- French: Mesdames et Messieurs, Brian Mulroney
- Directed by: Matthew Rankin
- Written by: Matthew Rankin
- Produced by: Pierre-Mathieu Fortin
- Starring: Brian Mulroney Pierre Elliott Trudeau Robert Stanfield John Turner John Diefenbaker Joe Clark
- Cinematography: Alexandre Lampron
- Edited by: Matthew Rankin
- Music by: Christophe Lamarche-Ledoux
- Production company: National Film Board of Canada
- Release date: September 15, 2026 (TIFF);
- Running time: 105 minutes
- Country: Canada
- Languages: English French

= Ladies and Gentlemen, Brian Mulroney =

2026 Canadian documentary film

Ladies and Gentlemen, Brian Mulroney (Mesdames et Messieurs, Brian Mulroney) is a 2026 Canadian documentary film, directed by Matthew Rankin. Described as a gonzo documentary, the film profiles Brian Mulroney, the Prime Minister of Canada from 1984 to 1993, through the prism of media clips of both Mulroney himself and other political and cultural figures of the era, using a collage format to present a "fever dream of politics, propaganda and pop culture".

Production was first announced by the National Film Board of Canada in 2023, initially as a four-episode documentary series.
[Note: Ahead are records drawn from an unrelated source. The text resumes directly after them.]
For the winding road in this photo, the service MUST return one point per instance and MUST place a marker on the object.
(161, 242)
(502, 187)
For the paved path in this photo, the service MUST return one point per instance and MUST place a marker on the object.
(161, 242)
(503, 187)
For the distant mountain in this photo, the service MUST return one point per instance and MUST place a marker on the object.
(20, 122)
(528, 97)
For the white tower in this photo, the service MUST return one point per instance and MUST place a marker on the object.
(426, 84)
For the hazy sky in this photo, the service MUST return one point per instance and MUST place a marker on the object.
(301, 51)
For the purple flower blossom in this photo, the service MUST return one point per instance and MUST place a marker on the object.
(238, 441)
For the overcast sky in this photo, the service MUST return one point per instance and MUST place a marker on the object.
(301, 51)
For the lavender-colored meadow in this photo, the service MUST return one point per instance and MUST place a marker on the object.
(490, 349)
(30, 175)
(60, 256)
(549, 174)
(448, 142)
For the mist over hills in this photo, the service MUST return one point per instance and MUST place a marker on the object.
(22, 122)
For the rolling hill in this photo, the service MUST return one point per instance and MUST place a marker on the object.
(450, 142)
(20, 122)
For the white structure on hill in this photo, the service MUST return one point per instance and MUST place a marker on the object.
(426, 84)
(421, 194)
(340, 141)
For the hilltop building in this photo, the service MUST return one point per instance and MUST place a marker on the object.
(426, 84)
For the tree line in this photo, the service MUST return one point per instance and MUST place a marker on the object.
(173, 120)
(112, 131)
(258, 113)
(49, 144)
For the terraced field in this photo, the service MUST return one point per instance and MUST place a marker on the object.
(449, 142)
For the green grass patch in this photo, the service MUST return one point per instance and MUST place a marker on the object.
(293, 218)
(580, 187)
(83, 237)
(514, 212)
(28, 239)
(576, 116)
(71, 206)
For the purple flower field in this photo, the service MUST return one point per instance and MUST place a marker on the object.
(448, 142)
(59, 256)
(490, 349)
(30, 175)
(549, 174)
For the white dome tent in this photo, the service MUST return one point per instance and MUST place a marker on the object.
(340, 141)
The film premiered in the Midnight Madness program at the 2026 Toronto International Film Festival, where it won the People's Choice Award for Midnight Madness. It will also screen at the Windsor International Film Festival, in competition for the $25,000 WIFF Prize in Canadian Film.

==Reception==
Metacritic, which uses a weighted average, assigned the film a score of 69 out of 100, based on 4 critics, indicating "generally favorable review".